According to Dr. Neumann of SRI, the collapse "resulted from an
unforeseen interaction among three different causes" that included
what he called "an overly lazy garbage collection algorithm" that
allowed the errors to accumulate and overwhelm the fledgling network.

Where are the weaknesses most likely to have grave consequences? Every
expert has a suggestion.

Aviel D. Rubin, a professor of computer science at Johns Hopkins
University, said that glitches could be an enormous problem in
high-tech voting machines. "Maybe we have focused too much on hackers
and not on the possibility of something going wrong," he said.
"Sometimes the worst problems happen by accident."
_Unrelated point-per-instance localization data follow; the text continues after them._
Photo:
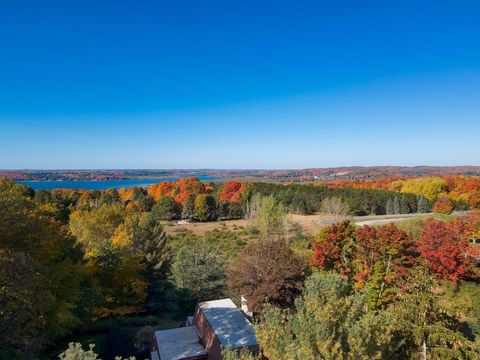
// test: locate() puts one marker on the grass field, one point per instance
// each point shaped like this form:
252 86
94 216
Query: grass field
311 224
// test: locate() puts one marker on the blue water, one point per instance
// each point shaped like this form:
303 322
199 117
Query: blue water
97 184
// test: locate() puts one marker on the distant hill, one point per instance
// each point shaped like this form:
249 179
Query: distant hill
303 175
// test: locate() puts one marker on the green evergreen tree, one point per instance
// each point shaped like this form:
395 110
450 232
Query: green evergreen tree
396 205
188 207
423 206
404 207
389 207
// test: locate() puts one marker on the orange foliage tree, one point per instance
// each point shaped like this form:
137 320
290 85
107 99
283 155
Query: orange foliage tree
444 246
443 206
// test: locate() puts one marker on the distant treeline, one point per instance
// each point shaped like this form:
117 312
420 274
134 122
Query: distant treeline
192 199
308 199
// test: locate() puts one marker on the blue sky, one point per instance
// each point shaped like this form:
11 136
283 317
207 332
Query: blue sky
238 84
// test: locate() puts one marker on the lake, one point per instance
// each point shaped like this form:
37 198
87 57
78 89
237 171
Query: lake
98 184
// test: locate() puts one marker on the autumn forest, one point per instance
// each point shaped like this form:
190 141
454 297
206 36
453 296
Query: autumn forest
98 267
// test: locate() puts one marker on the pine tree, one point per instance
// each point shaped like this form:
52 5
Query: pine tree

Dr. Rubin, who is director of the Center for Correct, Usable,
Reliable, Auditable and Transparent Elections, a group financed by the
National Science Foundation to study voting issues, noted that
glitches had already shown up in many elections using the new
generation of voting machines sold to states in the wake of the
Florida election crisis in 2000, when the fate of the national
election came down to issues like hanging chads on punch-card ballots.
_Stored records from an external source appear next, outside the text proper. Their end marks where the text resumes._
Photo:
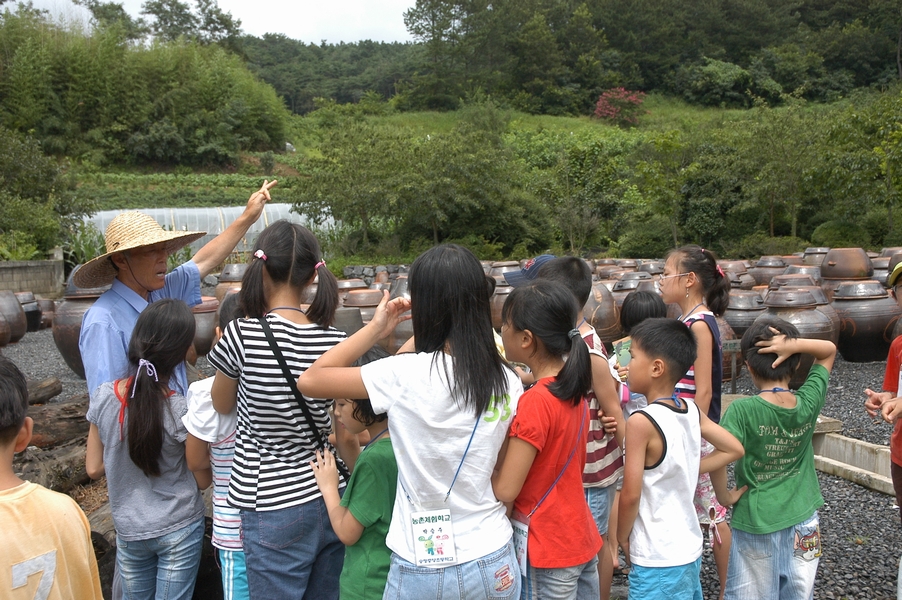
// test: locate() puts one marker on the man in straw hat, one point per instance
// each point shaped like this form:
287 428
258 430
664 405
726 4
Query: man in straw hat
135 262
Dr. Bellovin at Columbia said he also worried about what might happen
with the massively complex antimissile systems that the government is
developing. "It's a system you can't really test until the real thing
happens," he said.

There are better ways.

Making systems strong enough to recover quickly from the inevitable
glitches and problems can keep disruption to a minimum. The customs
service came under some of the most heated criticism for not having a
backup plan that could quickly compensate for the network flameout;
eventually, airport officials had to provide fuel to the planes so
that the airlines could run the air-conditioning, and provided food,
beverages and diapers to the trapped passengers.
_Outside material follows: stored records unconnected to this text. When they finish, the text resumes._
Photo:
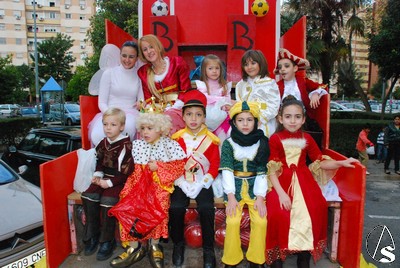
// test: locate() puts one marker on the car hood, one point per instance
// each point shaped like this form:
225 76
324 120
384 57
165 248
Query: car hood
20 209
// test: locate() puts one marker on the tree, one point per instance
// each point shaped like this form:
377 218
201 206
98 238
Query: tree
54 59
384 48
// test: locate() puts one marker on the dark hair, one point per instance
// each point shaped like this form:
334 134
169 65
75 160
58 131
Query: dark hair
289 100
131 44
257 56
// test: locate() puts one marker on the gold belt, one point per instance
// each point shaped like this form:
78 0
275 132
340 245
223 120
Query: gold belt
244 174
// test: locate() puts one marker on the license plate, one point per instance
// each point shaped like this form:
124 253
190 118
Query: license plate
28 260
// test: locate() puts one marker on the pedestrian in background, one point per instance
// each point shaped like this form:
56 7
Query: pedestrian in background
362 143
381 150
392 143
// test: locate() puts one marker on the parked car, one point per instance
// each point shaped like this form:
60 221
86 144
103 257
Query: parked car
71 115
337 107
9 110
42 145
29 112
355 106
21 224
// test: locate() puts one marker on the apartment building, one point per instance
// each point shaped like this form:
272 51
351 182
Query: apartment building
17 30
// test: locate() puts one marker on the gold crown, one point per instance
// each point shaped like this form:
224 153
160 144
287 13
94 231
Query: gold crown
152 107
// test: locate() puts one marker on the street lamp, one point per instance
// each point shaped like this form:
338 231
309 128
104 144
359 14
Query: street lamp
36 60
Mr. Ritchhart said it was unfair to characterize his department as
having no backup plan. In fact, there were two — but neither addressed
the problem. The main backup plan envisions a shutdown of the national
customs network, and allows local networks to function independently.
Since it was the local network that was in trouble at Los Angeles, he
said, that backup plan did not work.

The other fallback involves setting up customs agents with laptops
that are equipped to scan the millions of names on the watchlists and
to perform other functions. That system was put in place, he said, but
the laptops operate at one-third the speed of the computer network,
and the delays persisted. The agency is reviewing its policies to
improve its response, he said, and if a similar slowdown occurs, is
considering having agents call colleagues in other cities to perform
searches on functioning parts of the network.

The best answer, Dr. Neumann says, is to build computers that are
secure and stable from the start. A system with fewer flaws also
deters hackers, he said. "If you design the thing right in the first
place, you can make it reliable, secure, fault tolerant and human
safe," he said. "The technology is there to do this right if anybody
wanted to take the effort."

He was part of an effort that began in the 1960s to develop a
rock-solid network-operating system known as Multics, but those
efforts gave way to more commercially successful systems. Multics'
creators were so farsighted, Dr. Neumann recalled, that its designers
even anticipated and prevented the "Year 2000" problem that had to be
corrected in other computers. That flaw, known as Y2K, caused some
machines to malfunction if they detected dates after Jan. 1, 2000.
Billions of dollars were spent to prevent problems.

Dr. Neumann, who has been preaching network stability since the 1960s,
said, "The message never got through." Pressures to ship software and
hardware quickly and to keep costs at a minimum, he said, have worked
against more secure and robust systems.

"We throw this together, shrink wrap it and throw it out there," he
said. "There's no incentive to do it right, and that's pitiful."